Hizo bien el EL NUEVO DÍA en darle despliegue a la venta de los terrenos de lo que fuera la admirable Escuela Agronómica de San Jorge, para dedicarlos a proyectos inmobiliarios. Es saludable que la comunidad se entere y reflexione sobre qué tanto contribuye al bienestar y calidad de vida de la gente, el ‘progreso’ que cubre con cemento el escaso verde que aún queda en nuestro estrecho perímetro urbano, cuando en otras capitales colombianas rescatan y crean nuevas zonas verdes.
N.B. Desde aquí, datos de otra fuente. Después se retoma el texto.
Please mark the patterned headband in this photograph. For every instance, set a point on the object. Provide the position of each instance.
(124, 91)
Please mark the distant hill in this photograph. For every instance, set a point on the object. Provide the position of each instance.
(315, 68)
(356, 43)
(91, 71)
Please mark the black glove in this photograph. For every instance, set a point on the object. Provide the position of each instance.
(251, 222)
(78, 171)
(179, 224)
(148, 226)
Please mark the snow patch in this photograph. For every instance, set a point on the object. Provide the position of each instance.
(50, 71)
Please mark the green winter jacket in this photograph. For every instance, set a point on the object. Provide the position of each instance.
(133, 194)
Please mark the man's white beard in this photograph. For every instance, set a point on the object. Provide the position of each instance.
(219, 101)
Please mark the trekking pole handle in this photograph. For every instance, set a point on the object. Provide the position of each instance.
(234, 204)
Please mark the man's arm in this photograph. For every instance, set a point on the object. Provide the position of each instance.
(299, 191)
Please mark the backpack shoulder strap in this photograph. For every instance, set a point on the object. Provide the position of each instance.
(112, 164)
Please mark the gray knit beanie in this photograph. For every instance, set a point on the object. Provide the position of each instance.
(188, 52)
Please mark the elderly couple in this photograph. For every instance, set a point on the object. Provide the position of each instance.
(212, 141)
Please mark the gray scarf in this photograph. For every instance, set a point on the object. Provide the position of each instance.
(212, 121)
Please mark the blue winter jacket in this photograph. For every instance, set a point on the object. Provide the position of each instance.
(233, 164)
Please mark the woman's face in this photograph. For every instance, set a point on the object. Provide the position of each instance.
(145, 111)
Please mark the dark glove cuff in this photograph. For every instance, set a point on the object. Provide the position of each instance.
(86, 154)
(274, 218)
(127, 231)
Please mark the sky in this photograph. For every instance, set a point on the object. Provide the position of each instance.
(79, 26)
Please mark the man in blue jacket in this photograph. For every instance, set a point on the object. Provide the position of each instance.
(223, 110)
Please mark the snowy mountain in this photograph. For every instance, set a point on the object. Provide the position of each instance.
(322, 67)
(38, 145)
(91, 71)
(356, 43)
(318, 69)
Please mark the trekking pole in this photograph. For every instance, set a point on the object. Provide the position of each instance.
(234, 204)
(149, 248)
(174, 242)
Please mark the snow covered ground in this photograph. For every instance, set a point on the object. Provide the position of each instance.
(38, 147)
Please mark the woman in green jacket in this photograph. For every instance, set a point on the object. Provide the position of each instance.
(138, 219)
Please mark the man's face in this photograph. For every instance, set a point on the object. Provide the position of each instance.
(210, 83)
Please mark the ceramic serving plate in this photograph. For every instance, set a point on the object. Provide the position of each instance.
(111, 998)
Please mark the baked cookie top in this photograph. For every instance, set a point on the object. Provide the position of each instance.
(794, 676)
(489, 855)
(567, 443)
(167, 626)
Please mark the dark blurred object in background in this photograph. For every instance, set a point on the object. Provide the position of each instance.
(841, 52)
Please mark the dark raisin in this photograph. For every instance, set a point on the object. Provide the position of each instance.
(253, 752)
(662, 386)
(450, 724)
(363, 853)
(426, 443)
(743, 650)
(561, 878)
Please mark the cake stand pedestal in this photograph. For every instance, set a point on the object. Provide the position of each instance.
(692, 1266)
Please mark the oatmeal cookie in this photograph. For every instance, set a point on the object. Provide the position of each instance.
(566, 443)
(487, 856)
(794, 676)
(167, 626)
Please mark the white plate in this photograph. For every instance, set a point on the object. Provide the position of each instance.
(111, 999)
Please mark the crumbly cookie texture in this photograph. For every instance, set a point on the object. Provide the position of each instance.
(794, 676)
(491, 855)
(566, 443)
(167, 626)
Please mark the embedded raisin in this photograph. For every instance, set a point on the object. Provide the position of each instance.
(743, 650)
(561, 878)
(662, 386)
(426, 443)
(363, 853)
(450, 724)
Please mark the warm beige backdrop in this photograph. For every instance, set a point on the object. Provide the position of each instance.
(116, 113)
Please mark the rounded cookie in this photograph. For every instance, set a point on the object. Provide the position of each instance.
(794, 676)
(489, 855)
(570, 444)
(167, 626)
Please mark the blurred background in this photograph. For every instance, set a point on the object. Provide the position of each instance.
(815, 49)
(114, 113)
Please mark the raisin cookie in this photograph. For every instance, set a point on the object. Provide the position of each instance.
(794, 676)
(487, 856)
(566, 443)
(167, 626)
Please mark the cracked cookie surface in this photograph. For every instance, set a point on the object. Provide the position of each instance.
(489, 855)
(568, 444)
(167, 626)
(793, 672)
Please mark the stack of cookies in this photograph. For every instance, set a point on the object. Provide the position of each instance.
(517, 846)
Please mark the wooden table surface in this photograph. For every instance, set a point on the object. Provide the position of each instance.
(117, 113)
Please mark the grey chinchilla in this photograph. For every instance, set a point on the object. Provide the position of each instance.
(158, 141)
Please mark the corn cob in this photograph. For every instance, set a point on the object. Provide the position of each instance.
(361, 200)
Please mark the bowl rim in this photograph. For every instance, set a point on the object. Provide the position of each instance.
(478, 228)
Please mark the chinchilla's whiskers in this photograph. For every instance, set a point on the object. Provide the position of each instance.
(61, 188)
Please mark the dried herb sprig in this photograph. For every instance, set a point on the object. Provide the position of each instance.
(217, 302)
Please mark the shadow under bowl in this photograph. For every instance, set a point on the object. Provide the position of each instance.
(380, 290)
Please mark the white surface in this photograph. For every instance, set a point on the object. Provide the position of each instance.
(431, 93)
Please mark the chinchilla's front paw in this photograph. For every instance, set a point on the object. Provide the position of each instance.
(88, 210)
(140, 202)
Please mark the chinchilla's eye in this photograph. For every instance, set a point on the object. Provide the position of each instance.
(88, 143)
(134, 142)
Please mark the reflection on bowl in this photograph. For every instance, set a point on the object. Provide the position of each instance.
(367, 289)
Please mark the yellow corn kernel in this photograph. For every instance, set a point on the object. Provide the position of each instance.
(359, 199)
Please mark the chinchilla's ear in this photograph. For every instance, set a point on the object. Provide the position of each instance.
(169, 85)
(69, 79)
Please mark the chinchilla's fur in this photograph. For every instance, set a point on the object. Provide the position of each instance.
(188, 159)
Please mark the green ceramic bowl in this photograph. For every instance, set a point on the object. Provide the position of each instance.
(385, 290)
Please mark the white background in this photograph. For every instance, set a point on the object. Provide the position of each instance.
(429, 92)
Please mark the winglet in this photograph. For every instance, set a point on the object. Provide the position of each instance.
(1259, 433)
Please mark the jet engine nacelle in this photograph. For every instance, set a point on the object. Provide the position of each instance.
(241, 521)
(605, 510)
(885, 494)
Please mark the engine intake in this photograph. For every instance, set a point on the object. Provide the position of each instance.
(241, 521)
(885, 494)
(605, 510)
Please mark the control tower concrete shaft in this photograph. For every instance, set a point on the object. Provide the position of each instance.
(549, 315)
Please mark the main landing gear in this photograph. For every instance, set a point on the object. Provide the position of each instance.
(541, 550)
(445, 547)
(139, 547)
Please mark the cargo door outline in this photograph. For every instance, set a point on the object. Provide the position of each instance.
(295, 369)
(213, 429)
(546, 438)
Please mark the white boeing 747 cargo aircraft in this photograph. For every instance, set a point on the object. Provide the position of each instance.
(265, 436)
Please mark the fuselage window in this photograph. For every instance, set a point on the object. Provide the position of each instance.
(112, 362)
En el pasado, para amortizar su entrada al cielo, devotas y desprendidas familias donaban sus propiedades a las comunidades religiosas. Lástima que estos boscosos terrenos no hubieran revertido a Ibagué para crear un gran parque que llevara el ecológico nombre salesiano de “Don Bosco”. Perdimos el aire puro de la otrora hermosa alameda que llevaba a la entrada de la escuela, pero no el recuerdo del lago de los lotos dónde pescábamos carpas que sobrevivían muchos días en la alberca de la casa. Lo bueno es fugaz.

Es sombría la supervivencia de una sociedad dónde un horroroso árbol chino artificial de Navidad, ajeno a nuestra tradición, vale más que uno natural que da flores y frutos. Jamás podremos ufanarnos, como los suecos, de tener un árbol para reverenciar que tiene nueve mil 950 años. Aquí, en cambio, a los arbustos protectores del suelo les decimos ‘maleza’, calificativo que sí merecen los politiqueros.

Alguna vez pregunté a un ingeniero forestal -contratista de una entidad ‘protectora del medio ambiente-’, porqué seguían peladas las montañas en un municipio si los informes registraban miles de plántulas de árboles sembradas en sus laderas. Me respondió: “Sí se siembran, pero se olvidan”. Un árbol es como un hijo, para que sobreviva y crezca, hay que cuidarlo.

Es hora de que los arquitectos posmodernos comiencen a diseñar una gran burbuja de vidrio y siembren debajo bonsáis, para que los biznietos de los actuales urbanizadores tengan la dicha de tocar un árbol.

Los que arrasan la naturaleza por codicia, deberían cavilar sobre la profecía de los indios Cree: “Sólo después de que el último árbol sea cortado. Sólo después de que el último río sea envenenado.

“Sólo después de que el último pez sea apresado. Sólo entonces entenderás que el dinero no se puede comer”.